The easiest way to ensure you aren't breaking copyright is to simply get permission to use it.
If you are using it to comment, criticize, or parody the work, it falls under fair use.
Not Fair Use:
- Using an image from google for your blog or post
- Using/posting clips of or entire videos/shows/movies to YouTube (unless it is a short clip including your commentary about said clip.)
- Rewriting song lyrics or "sampling" for a non-parody
- Quoting all/most of a news story
Remember that every country has it's own version of Fair Use. The version you should use is the version from the country of the works origin.
Things that do not make something Fair Use:
- Religious or Non-Profit Use
- Out of Print
- The date of the work
- Personal Use
Digital Millennium Copyright Act : 1998
This law was added in 1998 by President Bill Clinton. It has a great deal to say about and to website owners.
Title I: WIPO Copyright and Performances and Phonograms Treaties Implementation Act
Criminalizes the creation or production of technologies that circumvents technological protections.
Title II: Online Copyright Infringement Liability Limitation Act
Requirements for service providers to follow to be safe from prosecution for copyright infringement by their users.
Title III: Computer Maintenance Competition Assurance Act
This act allows for the making of copies of copyrighted material in the process of backing up data storage while making repairs or doing maintenance.
Title IV: Miscellaneous Provisions
Provisions relating to various topics including: Exceptions for Ephemeral recordings, Distance Education, streaming sound recordings, and exceptions for libraries.

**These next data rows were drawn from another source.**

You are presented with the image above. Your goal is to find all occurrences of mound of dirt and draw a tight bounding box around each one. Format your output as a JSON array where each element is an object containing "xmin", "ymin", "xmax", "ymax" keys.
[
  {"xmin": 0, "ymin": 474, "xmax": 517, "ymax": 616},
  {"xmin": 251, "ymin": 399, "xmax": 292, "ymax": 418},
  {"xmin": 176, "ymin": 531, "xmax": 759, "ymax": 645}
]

Title V: Vessel Hull Design Protection Act
Yes, they included a copyright protection for the design and shape of boat hulls but only for boats that are under 200 feet in length.
Concerning works that have a copyright notice:
- Works published in 1978 or later (including today) — life of the original creator plus 70 years. For anonymous works, 120 years from the date of creation or 90 years from the date publication, whichever is shorter.

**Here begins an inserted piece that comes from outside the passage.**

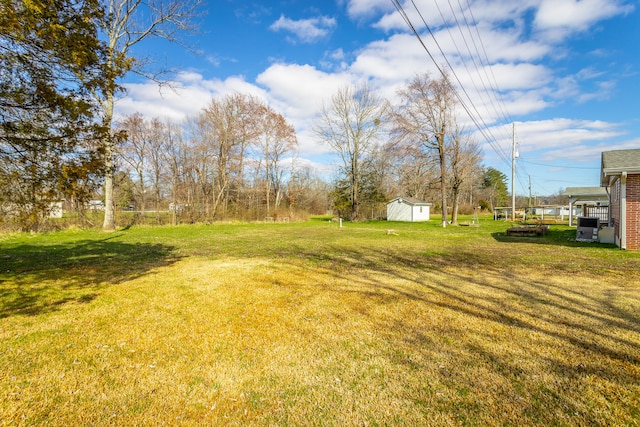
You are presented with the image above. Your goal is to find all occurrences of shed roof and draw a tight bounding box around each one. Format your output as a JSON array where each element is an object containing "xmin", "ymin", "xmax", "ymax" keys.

- Works published between 1964 and 1977 — 95 years from the date of publication.
- Works published between 1923 and 1963 — 28 years from date of publication unless it was renewed, then 95 years.
- Works published before 1923 are no longer protected by copyright and are in the public domain.
Concerning works without a copyright notice:
- Works published from March 1, 1989 - life of the original creator plus 70 years. For anonymous works, 120 years from the date of creation or 90 years from the date publication, whichever is shorter.
- Works published between January 1, 1978 and March 1, 1989 - covered the same as later works but only if the work was registered "before or within five years of publication and by adding the notice to copies published in the United States after discovery of the omission."